Sharp Deceleration in March Inflation
April 22, 2020
Focus Area—Canadian Economics
The Conference Board of Canada’s Economist Anna Feng offers the following insights on today's Consumer Price Index data:
“Inflation slowed to 0.9 per cent in March, its largest deceleration since September 2006. The oil price crash, coupled with reduced demand for tourism-related services, were the main contributors of weak inflation numbers last month. Core inflation nudged down to 1.8 per cent. Given the temporary shutdown of the Canadian economy, we expect inflation to continue to trend well below the Bank’s 2.0 per cent target in the near term.”
- The consumer price index increased by 0.9 per cent on a year-over-year basis in March, a big drop from the 2.2 per cent growth in February.
- Slashed demand for oil due to travel bans, coupled with the oil price war, led to a 21.2 per cent drop (year-over-year) in gasoline prices in March. Excluding gasoline prices, CPI increased by 1.7 per cent last month.

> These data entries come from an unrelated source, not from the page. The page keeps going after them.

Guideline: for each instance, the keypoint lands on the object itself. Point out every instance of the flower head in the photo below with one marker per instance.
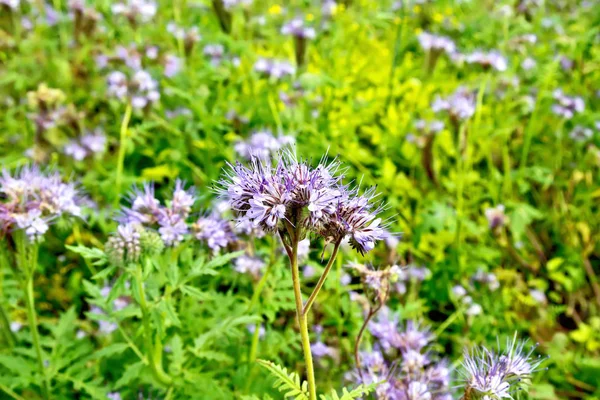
(214, 231)
(460, 105)
(490, 375)
(33, 199)
(298, 28)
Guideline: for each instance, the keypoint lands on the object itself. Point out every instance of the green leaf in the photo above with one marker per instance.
(356, 393)
(96, 256)
(131, 372)
(287, 383)
(110, 350)
(194, 292)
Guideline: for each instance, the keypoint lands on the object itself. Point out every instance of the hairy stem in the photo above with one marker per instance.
(321, 281)
(156, 367)
(28, 260)
(121, 156)
(302, 320)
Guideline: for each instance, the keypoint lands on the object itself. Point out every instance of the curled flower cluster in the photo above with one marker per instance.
(189, 36)
(262, 144)
(496, 216)
(460, 105)
(141, 89)
(249, 265)
(214, 231)
(435, 43)
(581, 134)
(171, 219)
(87, 145)
(488, 60)
(404, 362)
(135, 10)
(567, 106)
(292, 195)
(33, 199)
(298, 28)
(490, 375)
(275, 69)
(486, 278)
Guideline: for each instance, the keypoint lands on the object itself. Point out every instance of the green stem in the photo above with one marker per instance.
(157, 370)
(10, 336)
(121, 156)
(35, 335)
(10, 392)
(321, 281)
(254, 345)
(302, 320)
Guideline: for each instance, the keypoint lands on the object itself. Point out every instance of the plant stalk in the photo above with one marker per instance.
(302, 320)
(121, 156)
(156, 367)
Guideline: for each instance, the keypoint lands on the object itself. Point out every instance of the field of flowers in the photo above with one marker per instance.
(311, 199)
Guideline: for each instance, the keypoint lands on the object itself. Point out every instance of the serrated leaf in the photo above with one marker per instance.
(194, 292)
(131, 372)
(110, 350)
(96, 256)
(287, 383)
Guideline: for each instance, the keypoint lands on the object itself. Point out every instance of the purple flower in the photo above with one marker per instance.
(431, 42)
(32, 199)
(460, 105)
(487, 60)
(134, 10)
(292, 192)
(581, 134)
(124, 246)
(320, 350)
(567, 106)
(173, 65)
(275, 69)
(214, 231)
(262, 144)
(495, 216)
(173, 227)
(298, 28)
(496, 376)
(249, 265)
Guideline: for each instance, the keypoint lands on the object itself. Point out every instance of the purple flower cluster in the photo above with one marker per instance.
(214, 231)
(487, 60)
(581, 134)
(567, 106)
(275, 69)
(486, 278)
(293, 195)
(32, 199)
(170, 219)
(87, 145)
(298, 28)
(135, 10)
(435, 43)
(403, 361)
(496, 216)
(262, 144)
(249, 265)
(460, 105)
(491, 375)
(141, 89)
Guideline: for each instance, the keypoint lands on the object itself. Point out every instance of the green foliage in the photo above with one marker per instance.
(287, 383)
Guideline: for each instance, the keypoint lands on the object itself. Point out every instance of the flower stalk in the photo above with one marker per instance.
(154, 352)
(27, 254)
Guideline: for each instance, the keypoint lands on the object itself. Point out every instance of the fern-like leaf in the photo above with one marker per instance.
(287, 383)
(356, 393)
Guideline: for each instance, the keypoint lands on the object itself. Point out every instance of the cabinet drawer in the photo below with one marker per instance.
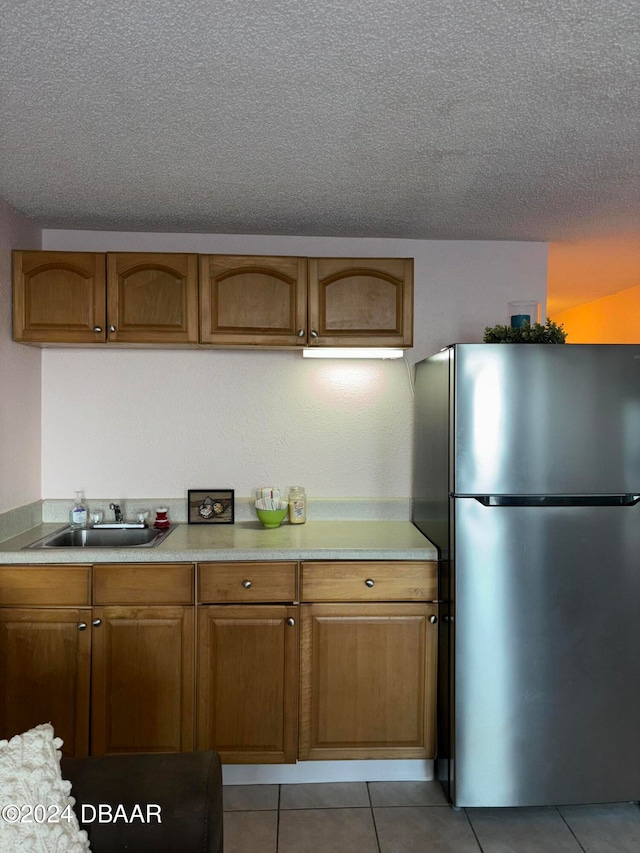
(48, 586)
(369, 581)
(246, 581)
(146, 583)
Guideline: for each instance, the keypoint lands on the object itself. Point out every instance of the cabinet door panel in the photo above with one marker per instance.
(153, 297)
(253, 300)
(142, 682)
(361, 301)
(367, 681)
(247, 683)
(44, 672)
(59, 297)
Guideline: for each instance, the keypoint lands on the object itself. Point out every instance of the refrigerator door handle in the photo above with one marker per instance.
(556, 500)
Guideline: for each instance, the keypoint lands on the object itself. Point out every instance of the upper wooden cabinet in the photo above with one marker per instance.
(249, 300)
(253, 300)
(129, 297)
(364, 302)
(151, 298)
(59, 297)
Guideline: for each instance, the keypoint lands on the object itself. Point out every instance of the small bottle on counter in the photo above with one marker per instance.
(297, 505)
(78, 515)
(161, 522)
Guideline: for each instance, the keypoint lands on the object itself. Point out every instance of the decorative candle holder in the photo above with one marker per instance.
(525, 311)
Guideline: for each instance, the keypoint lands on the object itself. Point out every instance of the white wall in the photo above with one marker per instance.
(20, 431)
(139, 423)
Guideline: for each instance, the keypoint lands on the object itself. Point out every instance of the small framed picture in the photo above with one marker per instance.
(210, 506)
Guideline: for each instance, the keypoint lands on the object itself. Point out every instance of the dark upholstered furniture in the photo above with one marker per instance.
(187, 786)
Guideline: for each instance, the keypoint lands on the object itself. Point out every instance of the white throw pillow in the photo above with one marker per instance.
(36, 811)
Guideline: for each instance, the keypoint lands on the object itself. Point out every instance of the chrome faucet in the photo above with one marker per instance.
(117, 512)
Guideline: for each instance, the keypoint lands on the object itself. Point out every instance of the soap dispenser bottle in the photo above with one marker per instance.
(78, 514)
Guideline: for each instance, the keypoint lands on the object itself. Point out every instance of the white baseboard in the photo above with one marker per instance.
(328, 771)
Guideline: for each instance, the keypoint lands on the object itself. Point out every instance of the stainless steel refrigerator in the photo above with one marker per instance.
(527, 478)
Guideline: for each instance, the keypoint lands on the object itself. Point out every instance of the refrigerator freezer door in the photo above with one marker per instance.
(547, 654)
(546, 419)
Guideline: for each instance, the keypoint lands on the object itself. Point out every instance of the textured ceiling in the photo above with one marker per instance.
(427, 119)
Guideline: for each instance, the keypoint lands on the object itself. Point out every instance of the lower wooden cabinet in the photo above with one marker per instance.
(247, 682)
(116, 658)
(45, 656)
(367, 681)
(142, 679)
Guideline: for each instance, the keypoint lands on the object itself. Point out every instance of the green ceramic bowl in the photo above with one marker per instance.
(272, 517)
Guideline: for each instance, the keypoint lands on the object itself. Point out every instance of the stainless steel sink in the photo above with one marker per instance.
(105, 537)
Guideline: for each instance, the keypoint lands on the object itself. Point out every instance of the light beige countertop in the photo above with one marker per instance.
(245, 540)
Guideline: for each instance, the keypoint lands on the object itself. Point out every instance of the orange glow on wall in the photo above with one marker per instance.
(593, 289)
(611, 320)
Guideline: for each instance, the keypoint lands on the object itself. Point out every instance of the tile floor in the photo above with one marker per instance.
(412, 817)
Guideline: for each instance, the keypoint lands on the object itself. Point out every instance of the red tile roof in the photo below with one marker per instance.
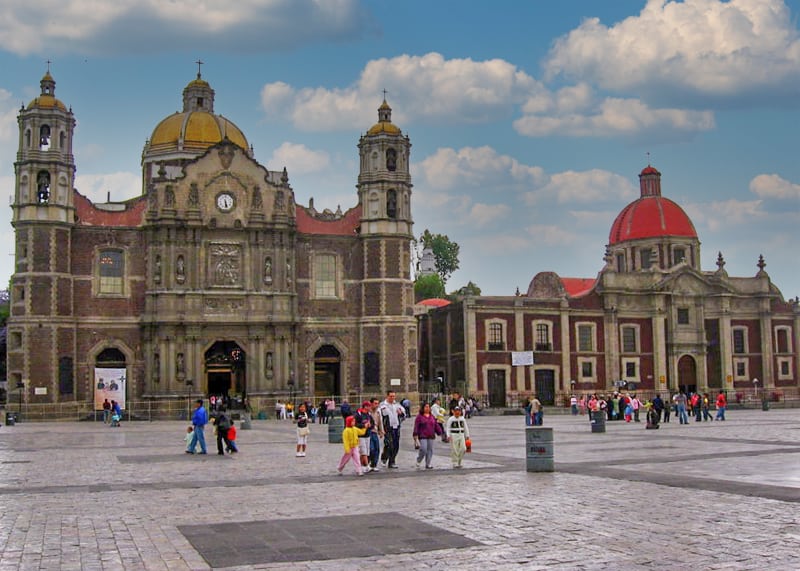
(347, 225)
(89, 215)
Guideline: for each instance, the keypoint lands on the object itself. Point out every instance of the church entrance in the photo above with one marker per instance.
(225, 369)
(687, 374)
(327, 367)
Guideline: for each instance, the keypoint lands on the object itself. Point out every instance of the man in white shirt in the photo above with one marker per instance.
(392, 414)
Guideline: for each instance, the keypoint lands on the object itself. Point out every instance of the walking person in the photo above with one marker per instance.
(392, 414)
(722, 404)
(350, 443)
(199, 421)
(425, 431)
(457, 433)
(303, 430)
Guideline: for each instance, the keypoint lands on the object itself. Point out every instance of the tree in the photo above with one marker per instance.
(469, 289)
(444, 251)
(427, 287)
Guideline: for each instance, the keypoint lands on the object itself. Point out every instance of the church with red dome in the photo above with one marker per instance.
(652, 320)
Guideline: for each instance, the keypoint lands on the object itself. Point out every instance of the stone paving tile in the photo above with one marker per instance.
(87, 497)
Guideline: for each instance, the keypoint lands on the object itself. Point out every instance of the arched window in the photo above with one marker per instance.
(111, 272)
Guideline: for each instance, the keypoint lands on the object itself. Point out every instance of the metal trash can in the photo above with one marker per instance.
(335, 429)
(539, 449)
(598, 420)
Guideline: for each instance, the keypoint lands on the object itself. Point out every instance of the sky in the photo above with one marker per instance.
(530, 121)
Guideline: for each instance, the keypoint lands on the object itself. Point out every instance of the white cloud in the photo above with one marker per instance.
(98, 26)
(706, 47)
(449, 168)
(613, 117)
(429, 87)
(121, 185)
(298, 159)
(773, 186)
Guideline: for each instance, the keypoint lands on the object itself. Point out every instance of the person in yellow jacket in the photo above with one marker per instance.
(350, 442)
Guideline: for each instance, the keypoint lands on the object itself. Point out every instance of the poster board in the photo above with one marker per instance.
(109, 384)
(521, 358)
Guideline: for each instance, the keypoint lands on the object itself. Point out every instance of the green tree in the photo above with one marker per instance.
(469, 289)
(427, 287)
(445, 252)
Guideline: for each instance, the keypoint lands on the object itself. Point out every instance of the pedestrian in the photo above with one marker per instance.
(221, 426)
(363, 418)
(537, 413)
(425, 431)
(187, 439)
(232, 447)
(303, 430)
(722, 404)
(199, 421)
(375, 434)
(392, 414)
(457, 433)
(350, 443)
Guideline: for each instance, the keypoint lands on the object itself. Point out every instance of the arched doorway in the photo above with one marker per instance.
(327, 371)
(687, 374)
(225, 369)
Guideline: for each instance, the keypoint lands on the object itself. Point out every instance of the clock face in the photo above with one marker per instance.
(225, 201)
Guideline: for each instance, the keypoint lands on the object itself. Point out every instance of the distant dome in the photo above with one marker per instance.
(651, 215)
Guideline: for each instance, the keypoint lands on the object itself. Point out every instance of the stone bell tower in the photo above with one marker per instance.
(41, 329)
(388, 328)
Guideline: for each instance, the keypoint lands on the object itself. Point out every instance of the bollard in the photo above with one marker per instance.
(598, 419)
(539, 447)
(335, 429)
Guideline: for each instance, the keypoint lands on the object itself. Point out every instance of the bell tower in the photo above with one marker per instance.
(41, 323)
(388, 327)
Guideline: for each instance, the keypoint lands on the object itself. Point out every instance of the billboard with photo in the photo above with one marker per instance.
(109, 384)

- Growth in all three measures of core inflation used by the Bank of Canada fell last month. The average of the Bank of Canada’s core measures of inflation decreased from 2.0 per cent in February to 1.8 per cent in March, lowest rate since January 2018.
- Prices for transportation (down 1.2 per cent) and recreation (down 0.5 per cent) declined last month as measures such as travel bans and social distancing took effect to slow the spread of COVID-19.
- Mortgage interest rates (up 4.4 per cent) continued to exert upward pressure on inflation last month. This is down sharply from recent months, and the 150-basis point cut to the Bank of Canada’s overnight rate is likely to result in softer growth in this component going forward.
- Overall, March’s mild inflation reflects a cooling economy as Canada started to battle the economic downturn resulting from COVID-19 and volatility in the oil market. In line with the projected contraction in economic activity, we expect inflation to continue to trend far below the Bank’s 2.0 per cent target for the rest of this year.